My patio which I will have to eventually shovel–afraid to do so today because the wind is so strong.

The barn door before I shoveled my way in.

The barn door before I shoveled my way in.

The view out the double barn door.  All this is actually under a roof.  The wind is blowing the snow everywhere.

The view out the double barn door. All this is actually under a roof. The wind is blowing the snow everywhere.

SAM_1020

The view from the front door after digging it out twice from reoccurring drifts.

The view from the front door after digging it out twice from reoccurring drifts.

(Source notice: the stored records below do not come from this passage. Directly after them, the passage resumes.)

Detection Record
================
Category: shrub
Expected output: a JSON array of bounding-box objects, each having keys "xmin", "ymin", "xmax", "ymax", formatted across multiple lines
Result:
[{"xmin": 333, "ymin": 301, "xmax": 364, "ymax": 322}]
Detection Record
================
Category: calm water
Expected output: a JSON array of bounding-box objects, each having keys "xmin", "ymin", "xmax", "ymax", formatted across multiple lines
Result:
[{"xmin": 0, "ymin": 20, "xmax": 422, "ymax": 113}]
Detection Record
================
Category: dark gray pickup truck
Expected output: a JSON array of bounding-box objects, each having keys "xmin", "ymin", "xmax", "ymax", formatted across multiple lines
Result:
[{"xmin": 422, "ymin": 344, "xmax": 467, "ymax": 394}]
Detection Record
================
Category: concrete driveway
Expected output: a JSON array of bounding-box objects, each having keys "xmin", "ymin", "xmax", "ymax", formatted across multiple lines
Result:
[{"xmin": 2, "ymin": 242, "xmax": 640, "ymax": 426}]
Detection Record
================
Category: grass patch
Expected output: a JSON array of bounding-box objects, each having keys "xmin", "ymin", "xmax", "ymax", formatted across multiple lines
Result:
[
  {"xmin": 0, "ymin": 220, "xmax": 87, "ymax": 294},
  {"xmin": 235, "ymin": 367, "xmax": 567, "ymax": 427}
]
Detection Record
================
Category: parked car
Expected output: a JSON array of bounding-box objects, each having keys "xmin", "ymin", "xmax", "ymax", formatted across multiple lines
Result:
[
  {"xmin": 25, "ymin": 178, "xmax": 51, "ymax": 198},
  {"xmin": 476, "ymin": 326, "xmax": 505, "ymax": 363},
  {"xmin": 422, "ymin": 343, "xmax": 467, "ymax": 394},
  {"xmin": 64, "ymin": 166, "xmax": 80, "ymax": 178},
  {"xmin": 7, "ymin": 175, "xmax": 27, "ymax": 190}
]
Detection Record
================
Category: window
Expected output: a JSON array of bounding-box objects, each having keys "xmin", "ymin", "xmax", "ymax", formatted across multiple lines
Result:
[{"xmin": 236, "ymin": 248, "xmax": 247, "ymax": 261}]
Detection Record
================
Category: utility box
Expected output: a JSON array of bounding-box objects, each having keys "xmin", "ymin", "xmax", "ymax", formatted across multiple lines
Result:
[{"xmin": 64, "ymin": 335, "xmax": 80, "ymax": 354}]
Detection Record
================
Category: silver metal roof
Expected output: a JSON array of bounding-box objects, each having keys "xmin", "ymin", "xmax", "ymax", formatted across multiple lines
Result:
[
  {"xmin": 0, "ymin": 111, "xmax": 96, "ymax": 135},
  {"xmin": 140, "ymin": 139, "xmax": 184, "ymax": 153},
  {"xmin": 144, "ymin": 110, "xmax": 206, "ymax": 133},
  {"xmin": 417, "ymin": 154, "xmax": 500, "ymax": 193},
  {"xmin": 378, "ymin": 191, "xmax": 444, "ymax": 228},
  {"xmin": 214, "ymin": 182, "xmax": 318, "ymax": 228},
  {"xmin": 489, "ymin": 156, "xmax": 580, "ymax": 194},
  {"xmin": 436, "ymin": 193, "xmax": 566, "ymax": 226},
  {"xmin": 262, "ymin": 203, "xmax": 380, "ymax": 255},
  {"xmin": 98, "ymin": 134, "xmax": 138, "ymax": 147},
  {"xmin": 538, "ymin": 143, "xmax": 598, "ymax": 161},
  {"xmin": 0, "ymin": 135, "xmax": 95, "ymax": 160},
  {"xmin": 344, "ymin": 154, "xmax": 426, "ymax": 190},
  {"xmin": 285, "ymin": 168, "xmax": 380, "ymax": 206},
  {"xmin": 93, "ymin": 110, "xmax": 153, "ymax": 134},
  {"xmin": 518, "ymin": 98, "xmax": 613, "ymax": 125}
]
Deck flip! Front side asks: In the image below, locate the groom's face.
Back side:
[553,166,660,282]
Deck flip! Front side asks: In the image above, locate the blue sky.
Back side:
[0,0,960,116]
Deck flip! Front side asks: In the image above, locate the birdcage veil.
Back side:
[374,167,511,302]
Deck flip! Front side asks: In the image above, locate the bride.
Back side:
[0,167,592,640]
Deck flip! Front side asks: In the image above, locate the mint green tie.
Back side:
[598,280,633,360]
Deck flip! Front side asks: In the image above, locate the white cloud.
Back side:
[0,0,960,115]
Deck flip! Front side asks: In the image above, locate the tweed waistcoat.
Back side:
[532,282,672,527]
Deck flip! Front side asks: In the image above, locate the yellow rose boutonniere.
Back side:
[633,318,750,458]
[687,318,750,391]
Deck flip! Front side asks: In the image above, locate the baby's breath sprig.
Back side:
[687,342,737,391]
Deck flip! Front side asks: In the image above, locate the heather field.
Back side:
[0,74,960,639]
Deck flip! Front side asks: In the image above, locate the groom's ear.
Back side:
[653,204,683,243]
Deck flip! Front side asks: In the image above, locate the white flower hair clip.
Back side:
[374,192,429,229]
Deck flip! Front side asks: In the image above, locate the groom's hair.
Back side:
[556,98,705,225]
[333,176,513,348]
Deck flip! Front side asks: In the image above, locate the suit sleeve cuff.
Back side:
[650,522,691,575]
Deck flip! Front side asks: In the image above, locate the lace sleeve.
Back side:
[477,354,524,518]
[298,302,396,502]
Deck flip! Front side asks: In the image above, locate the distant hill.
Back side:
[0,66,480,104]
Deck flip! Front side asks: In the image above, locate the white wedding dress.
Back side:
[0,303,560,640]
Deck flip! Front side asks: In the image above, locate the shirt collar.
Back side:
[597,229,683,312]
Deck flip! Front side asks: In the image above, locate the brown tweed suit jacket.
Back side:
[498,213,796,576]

The new assignment arrived for my prose poetry class.  In the last couple of hours I have read poems by Baudelaire and Rimbaud as examples of some of the first prose poems.  While I read them, I listened to “The Unicorn, the Gorgan, and the Manticore” by Menotti, a piece I am supposed to be singing in 1 1/2 months.  Work shut down today because of a massive blizzard.  The wind literally shrieks down the canyon where I live–gusts they say to 70 mph.  It piles up drifts four to six feet high.  Twice today I have donned my boots, gloves, heavy coat, and gone shoveling and to feed the horses.  For the first time since the barn has been there, snow is actually inside, driven by the wind, and the horses are standing in snow drifts that blew under the overhanging roof of the outside runs.  Even getting to the barn door necessitated shoveling through drifts taller than I.  The snow continues, predicted for another twelve hours or so, maybe as much as twenty inches.  Living alone fails to daunt me, but I cannot concentrate well today.  My drive is long and climbs up a steep hill.  Even my four wheel drive truck may not make it.  I keep thinking it may take days for me to shovel out even if, when the snow and wind cease, my neighbor brings over his tractor to help.  A friend, several miles away, remains without electricity.  I filled my wood burning stove with wood and started a fire just in case.  It seems a perfect day to write and cook and practice music.  And here I sit unable to concentrate long enough.  The wind keeps rushing through my brain.